There have been countless blogs written that are tailored to trap specific industries and groups. They attempt to explain why it is important for them to start a blog — otherwise known as a marketing tactic to improve their own readership rather than to give you any more advice than you already have. You’re smart, mostly, so do the right thing and get a blog.

These “Why Your [insert company here] Needs a Blog” deliver different iterations of the same handful of ideas. The takeaways from wading through these pointed blogs?

  • Your blog helps build credibility
  • Blogs build up page rankings on Google
  • Blogs buffer your website’s content and traffic
  • They provide newsfeed material for social media
  • They inform/engage/entertain readers
  • Blogs give your site more “purpose”

“Well, there it is!” as Jeffrey Jones would say in Amadeus. Those six ideas recycled through different lenses that are business/industry specific. Why add to the flood with a thousand blogs when all it takes is one?

Blog Fundamentals

Most of these blogs start off with a thesis on positive online exposure and move into topic-specific strategies on what to write about. Professional grade blogs, however, retain the same basic principles to increase readership. A few blog-a-mentals include…

  • Choosing a trending topic and marrying it to your niche industry.
  • Pushing quality over quantity to save a blog from any negative feedback.
  • Keeping connected with readers by responding to comments, criticism, and turning reader conversations into more topics.
  • Publishing a blog through social media platforms at specific times to maximize exposure (and to avoid newsfeed saturation).
  • Only making a blog as long as it needs to be.
  • Linking in expert sources without overloading your readers.
  • Utilizing images and graphics to keep readers engaged.
  • Writing unique content that isn’t already prevalent on a thousand other blogs (see above paragraphs).
  • Support a narrative-type story with facts and information.
  • Reach out to guest blogging platforms to increase readership.

As you may have noticed, all of these tactics are applicable to every industry and business out there. Do you operate a punk rock beauty salon in New York City? Write a blog. Are you a criminal litigator wanting for publicity? Write a blog. Are you a professional blogger? Write a blog.

Blog Craft

Blogging is a craft that requires practice and patience. Any business or personality is capable of engaging readers and sharing information via blogging, though one hurdle for these niche blogs is crafting a platform and strategy that fits their style.

To clarify this point, let’s take a look at a building contractor. Would Big Bob’s Buildings find success on Pinterest? Could Bob record videos and throw them up on YouTube? Should Bob Instagram? The obvious answer is no — it seems more of a pain in the ass than anything for Bob, so he should just stick to what he’s doing.

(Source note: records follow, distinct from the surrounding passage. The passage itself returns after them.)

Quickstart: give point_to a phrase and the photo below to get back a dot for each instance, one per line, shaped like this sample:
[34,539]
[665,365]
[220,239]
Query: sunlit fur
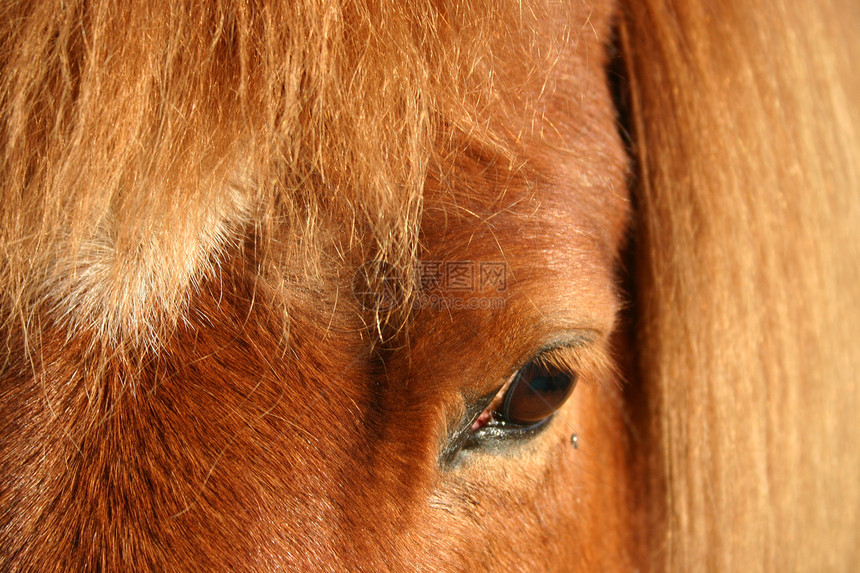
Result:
[188,188]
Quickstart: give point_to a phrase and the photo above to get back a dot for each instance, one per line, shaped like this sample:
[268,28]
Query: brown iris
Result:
[534,394]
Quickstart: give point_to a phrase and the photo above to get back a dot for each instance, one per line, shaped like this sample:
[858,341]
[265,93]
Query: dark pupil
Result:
[536,394]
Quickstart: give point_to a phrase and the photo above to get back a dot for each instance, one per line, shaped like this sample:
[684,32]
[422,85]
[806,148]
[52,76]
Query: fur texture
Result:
[189,189]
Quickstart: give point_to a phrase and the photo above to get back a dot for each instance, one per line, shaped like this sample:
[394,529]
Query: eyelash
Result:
[490,426]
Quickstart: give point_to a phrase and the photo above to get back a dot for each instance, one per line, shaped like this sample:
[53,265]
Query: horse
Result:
[437,285]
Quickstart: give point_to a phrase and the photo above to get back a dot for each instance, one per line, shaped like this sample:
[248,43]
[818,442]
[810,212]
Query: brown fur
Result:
[188,189]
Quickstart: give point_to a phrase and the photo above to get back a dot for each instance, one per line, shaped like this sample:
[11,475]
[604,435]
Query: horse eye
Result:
[535,394]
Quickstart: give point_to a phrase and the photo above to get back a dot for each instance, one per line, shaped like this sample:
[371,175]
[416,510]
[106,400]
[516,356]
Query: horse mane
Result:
[143,140]
[747,304]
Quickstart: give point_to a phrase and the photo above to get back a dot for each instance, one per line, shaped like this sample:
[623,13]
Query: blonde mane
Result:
[146,146]
[746,119]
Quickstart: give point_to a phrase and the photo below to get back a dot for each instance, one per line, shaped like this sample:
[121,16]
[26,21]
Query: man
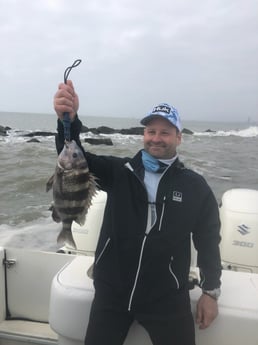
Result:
[142,258]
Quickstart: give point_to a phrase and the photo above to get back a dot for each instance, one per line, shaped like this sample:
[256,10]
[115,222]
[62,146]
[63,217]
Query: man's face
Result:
[161,138]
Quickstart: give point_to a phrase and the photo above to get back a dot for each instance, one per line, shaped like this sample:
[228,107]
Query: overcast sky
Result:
[199,55]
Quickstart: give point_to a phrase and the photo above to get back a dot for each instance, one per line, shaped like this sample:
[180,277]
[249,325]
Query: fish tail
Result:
[66,236]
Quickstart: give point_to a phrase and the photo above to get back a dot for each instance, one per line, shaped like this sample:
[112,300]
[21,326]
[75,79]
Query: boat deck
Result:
[28,332]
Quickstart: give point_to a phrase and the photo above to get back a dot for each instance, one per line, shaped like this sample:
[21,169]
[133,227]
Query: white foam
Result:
[245,133]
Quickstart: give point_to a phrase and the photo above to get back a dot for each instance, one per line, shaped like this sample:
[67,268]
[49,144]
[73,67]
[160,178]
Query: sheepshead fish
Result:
[73,188]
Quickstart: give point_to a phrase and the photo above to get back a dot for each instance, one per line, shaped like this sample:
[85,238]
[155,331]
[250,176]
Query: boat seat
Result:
[27,332]
[71,295]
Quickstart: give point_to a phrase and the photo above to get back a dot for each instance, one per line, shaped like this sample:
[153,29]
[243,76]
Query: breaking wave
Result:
[249,132]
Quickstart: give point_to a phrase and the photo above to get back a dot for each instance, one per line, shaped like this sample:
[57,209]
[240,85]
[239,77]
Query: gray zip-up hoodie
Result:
[147,267]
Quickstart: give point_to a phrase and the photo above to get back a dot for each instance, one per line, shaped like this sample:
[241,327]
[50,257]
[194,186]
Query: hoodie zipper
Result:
[102,252]
[137,274]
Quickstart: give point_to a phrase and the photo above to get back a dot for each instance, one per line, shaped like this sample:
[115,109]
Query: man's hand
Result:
[206,311]
[66,100]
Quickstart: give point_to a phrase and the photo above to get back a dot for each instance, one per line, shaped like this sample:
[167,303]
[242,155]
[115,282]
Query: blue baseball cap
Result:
[167,112]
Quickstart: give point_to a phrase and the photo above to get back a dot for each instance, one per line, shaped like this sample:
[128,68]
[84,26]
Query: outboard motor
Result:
[239,230]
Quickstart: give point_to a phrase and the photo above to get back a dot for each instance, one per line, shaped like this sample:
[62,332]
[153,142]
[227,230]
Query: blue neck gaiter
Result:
[152,164]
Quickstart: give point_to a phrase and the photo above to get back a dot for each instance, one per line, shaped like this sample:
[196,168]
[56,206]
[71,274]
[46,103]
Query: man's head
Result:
[162,133]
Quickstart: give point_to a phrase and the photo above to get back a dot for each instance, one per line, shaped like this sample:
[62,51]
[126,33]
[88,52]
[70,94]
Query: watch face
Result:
[212,293]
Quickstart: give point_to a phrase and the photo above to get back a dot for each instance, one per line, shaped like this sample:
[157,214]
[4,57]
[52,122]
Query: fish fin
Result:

But Bob should build a blog and here’s why: People are interested in the construction business. They may not care to follow a contractor on Twitter or see what’s for lunch on Instagram; however, with a blog Big Bob can publish content that builds up his credibility and showcases his projects.

The biggest obstacle for these niche bloggers is when they fall short on content. Other than blogging about a new construction practice, for example, what could Big Bob blog about? Well, that’s the challenge. Luckily, Bob has the Internet and can investigate what others are writing about and pull ideas from his own experiences in the construction industry.

What should Bob not blog about? Why other contractors need blogs. Everyone knows what blogging can do; to once again pull from Jeffrey Jones, there are simply “too many notes,” i.e. blogs, out there about why your business needs a blog.